Propone el escritor Ramón Pérez Montero que, en literatura, hay que diluir la frontera entre ficción y realidad, que quien lea un texto no sepa dónde termina una y dónde comienza la otra. Sostiene que la literatura funciona sobre la base de un engaño mutuo entre quien escribe y quien lee.
Aunque a muchos seduzca esa narrativa que se sumerge en la ambigüedad entre ficción y realidad, existen determinados géneros que apuestan por reproducir acontecimientos reales y personajes concretos. Que la literatura no funciona siempre como un engaño lo demuestran infinidad de biografías, testimonios, crónicas, cartas y memorias, entre otras, de indudable valor literario.

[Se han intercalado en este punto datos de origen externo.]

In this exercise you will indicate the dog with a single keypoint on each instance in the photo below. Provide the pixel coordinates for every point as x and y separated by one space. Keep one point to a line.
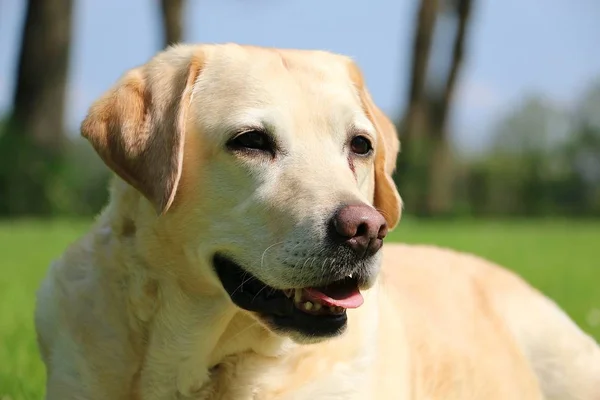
241 254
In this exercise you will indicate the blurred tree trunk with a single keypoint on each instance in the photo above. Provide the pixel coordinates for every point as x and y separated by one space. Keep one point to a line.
172 21
426 164
32 141
413 129
439 193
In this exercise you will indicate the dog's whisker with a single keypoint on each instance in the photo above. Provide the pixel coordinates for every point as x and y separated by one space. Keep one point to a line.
244 281
262 257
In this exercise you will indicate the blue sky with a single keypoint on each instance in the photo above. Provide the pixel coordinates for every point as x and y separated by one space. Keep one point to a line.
516 47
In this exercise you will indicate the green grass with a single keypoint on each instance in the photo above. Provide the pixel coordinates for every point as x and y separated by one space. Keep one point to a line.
561 258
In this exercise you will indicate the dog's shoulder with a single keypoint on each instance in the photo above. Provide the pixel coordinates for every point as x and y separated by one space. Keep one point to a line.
83 310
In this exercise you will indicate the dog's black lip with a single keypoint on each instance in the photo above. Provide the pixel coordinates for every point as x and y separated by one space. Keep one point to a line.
251 294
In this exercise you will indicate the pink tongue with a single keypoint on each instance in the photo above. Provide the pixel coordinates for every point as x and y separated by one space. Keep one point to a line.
341 294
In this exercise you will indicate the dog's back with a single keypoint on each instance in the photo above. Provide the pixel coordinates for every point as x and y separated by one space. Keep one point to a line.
469 319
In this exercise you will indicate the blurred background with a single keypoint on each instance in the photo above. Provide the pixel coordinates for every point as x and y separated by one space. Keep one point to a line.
497 105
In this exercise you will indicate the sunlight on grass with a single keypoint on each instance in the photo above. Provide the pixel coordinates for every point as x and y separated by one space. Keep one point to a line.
561 258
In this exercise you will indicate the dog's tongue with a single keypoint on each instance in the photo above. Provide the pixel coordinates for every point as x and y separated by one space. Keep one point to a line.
342 293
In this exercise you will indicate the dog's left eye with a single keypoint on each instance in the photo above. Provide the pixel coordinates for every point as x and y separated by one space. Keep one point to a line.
252 140
361 145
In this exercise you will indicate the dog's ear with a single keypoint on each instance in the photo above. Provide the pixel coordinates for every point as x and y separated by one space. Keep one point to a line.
138 127
386 198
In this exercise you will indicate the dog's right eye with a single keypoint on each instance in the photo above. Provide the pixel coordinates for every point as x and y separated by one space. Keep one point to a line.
252 140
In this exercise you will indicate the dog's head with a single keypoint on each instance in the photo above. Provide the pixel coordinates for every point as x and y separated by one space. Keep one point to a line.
275 163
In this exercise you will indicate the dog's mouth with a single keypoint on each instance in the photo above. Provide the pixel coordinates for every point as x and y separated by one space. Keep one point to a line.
312 311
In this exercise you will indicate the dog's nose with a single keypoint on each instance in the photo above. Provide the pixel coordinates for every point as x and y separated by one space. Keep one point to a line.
360 227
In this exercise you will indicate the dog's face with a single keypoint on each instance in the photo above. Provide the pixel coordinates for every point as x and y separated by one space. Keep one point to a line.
279 165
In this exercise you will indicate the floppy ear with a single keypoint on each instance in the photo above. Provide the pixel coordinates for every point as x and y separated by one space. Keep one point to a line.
138 127
386 198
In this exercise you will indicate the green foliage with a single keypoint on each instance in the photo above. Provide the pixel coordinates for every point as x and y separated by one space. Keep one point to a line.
558 257
38 181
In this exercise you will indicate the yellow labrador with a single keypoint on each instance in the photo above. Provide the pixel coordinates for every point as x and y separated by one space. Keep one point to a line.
239 256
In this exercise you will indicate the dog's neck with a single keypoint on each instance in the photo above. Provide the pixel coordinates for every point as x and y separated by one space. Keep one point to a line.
190 322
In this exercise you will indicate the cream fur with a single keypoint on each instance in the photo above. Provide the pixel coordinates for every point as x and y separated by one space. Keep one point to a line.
133 310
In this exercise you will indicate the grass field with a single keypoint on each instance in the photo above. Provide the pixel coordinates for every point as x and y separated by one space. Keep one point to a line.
561 258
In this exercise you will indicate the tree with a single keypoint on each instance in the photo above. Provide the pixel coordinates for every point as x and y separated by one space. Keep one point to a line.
172 21
32 141
426 167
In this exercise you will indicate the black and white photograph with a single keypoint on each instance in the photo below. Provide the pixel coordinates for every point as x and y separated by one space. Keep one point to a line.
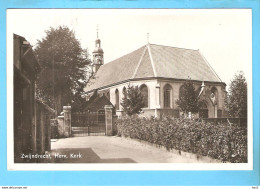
129 89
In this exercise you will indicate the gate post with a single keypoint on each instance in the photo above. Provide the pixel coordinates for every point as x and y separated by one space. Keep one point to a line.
67 121
108 120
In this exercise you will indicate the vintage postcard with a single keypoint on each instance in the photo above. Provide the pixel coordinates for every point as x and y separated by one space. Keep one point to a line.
129 89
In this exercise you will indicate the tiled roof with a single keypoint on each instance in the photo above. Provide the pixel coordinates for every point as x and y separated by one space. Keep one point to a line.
152 61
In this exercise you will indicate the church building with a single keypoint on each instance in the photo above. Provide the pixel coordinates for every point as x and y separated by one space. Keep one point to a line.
160 72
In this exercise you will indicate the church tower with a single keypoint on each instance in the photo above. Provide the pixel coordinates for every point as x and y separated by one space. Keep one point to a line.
98 59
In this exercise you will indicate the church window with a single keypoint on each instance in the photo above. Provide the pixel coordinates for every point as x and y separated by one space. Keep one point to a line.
117 99
144 92
167 96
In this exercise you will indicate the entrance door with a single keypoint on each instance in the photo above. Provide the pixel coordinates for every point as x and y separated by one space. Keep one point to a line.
88 123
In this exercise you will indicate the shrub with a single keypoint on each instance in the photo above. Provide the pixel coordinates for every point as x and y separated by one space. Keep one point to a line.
219 141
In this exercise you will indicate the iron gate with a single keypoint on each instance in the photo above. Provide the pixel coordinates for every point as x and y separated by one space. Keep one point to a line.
88 123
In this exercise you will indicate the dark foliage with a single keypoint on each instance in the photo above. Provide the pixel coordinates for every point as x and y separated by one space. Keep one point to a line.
218 141
64 65
237 96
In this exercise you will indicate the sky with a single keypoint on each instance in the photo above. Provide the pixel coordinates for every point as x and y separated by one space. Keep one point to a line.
223 36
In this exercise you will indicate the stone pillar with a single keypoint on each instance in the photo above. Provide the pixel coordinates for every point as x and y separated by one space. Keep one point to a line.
109 120
67 121
157 100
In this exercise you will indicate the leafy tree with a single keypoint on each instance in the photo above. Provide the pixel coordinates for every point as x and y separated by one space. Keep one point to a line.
188 98
133 100
237 96
64 64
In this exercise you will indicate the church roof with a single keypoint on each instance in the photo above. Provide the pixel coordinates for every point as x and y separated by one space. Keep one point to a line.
154 61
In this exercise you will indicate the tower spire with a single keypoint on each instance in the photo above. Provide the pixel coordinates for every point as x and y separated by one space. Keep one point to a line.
98 59
97 31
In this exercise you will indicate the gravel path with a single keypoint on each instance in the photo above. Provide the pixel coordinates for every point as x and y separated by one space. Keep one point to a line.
103 149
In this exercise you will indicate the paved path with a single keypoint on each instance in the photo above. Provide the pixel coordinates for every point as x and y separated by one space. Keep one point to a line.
102 149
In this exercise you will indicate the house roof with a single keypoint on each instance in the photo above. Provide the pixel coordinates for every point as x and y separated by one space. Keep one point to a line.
154 61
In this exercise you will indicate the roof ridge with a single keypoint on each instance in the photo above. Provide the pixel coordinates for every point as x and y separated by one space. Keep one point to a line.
139 62
175 47
125 55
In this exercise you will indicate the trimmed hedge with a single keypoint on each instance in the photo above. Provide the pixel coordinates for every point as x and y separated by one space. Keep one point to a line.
219 141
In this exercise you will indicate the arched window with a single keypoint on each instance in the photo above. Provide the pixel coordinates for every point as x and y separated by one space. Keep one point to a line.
203 112
214 95
144 92
124 90
167 91
117 99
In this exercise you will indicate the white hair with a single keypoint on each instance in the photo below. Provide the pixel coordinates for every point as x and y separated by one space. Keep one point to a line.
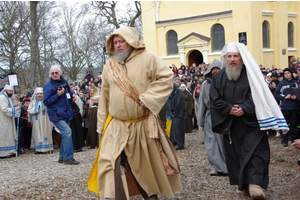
55 66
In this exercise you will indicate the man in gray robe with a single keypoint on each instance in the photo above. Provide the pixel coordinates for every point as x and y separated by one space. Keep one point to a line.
213 142
8 133
42 127
233 114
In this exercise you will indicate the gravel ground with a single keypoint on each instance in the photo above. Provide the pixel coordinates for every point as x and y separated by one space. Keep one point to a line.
31 176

En todo caso, el objetivo último de la literatura no consiste en dejar por escrito trazos de la realidad, ni en inculcar en el lector determinados valores o inducirle una respuesta ética. Quien escribe, al convertirse en notario de sus propias vivencias o en cronista de su entorno, época o fantasías, transmite una visión personal, real o ficticia, donde lo esencial es la fuerza expresiva. La literatura, al margen del binomio realidad o ficción, constituye un espacio para el diálogo entre texto y lector.
En el prólogo de Una librería en Berlín se puede leer: "Es deber de los supervivientes rendir testimonio con el fin de que los muertos no sean olvidados ni los oscuros sacrificios sean desconocidos". Cambien el término "muertos" por dominados, oprimidos, manipulados, engañados, sometidos o cualquier otra palabra, pero conserven la idea expresada por Françoise Frenkel. Es lo que hace Vanessa Springora como superviviente. El consentimiento es un desahogo, un ajuste de cuentas, sobre su experiencia personal. Un escrito publicado para que no caiga en el olvido el dominio y control ejercido por un hombre de 50 años, Gabriel Matzneff, cuando ella era menor de edad. Un relato que desnuda al hombre culto y pedófilo que irrumpió en su vida cuando ella sólo era niña de trece años y que denuncia la actitud hipócrita y cómplice de las élites culturales de su país y de su propio entorno familiar.
Hay quien asocia la cultura con lo mejor del ser humano. Pero todos sabemos que eso es una ingenuidad. ¿La literatura lo disculpa todo?, se pregunta la autora. Existen personas cultas que representan lo peor de nuestra especie. En este relato, ajeno a la ficción, nos encontramos con un escritor de prestigio que no oculta su inclinación pedófila ni en sus novelas ni en los platós de televisión. Alguien que "defiende la tesis de que la iniciación sexual de los jóvenes por parte de una persona mayor es un bien que la sociedad debería incentivar". Un personaje que escribe sobre sus proezas y publica una carta justificativa a la que se adhieren personajes de la cultura tan reconocidos como Roland Barthes, Simone de Besauvoir, Jean-Paul Sartre o Louis Aragon. Margarite Duras y Michel Foucault, entre otros, se niegan a firmar.
La lectura de este libro induce al lector a plantearse si la literatura, el arte en general, puede ser ajeno a conductas autoritarias o de dominación, cualquiera que sea su naturaleza. Si tiene que ser condescendiente con los convencionalismos sociales, en este caso sobre la sexualidad, o hacerle frente. "Sucede que, en los años setenta, en nombre de la liberación de las costumbres y de la revolución sexual, se siente la obligación de defender el libre disfrute de todos los cuerpos".
El libro tiene una construcción ordenada, sin distracciones que hagan olvidar su objetivo. Destaca la prosa clara y concisa, la falta de ensañamiento y el intento de hacer comprender el drama que viven en silencio muchos menores.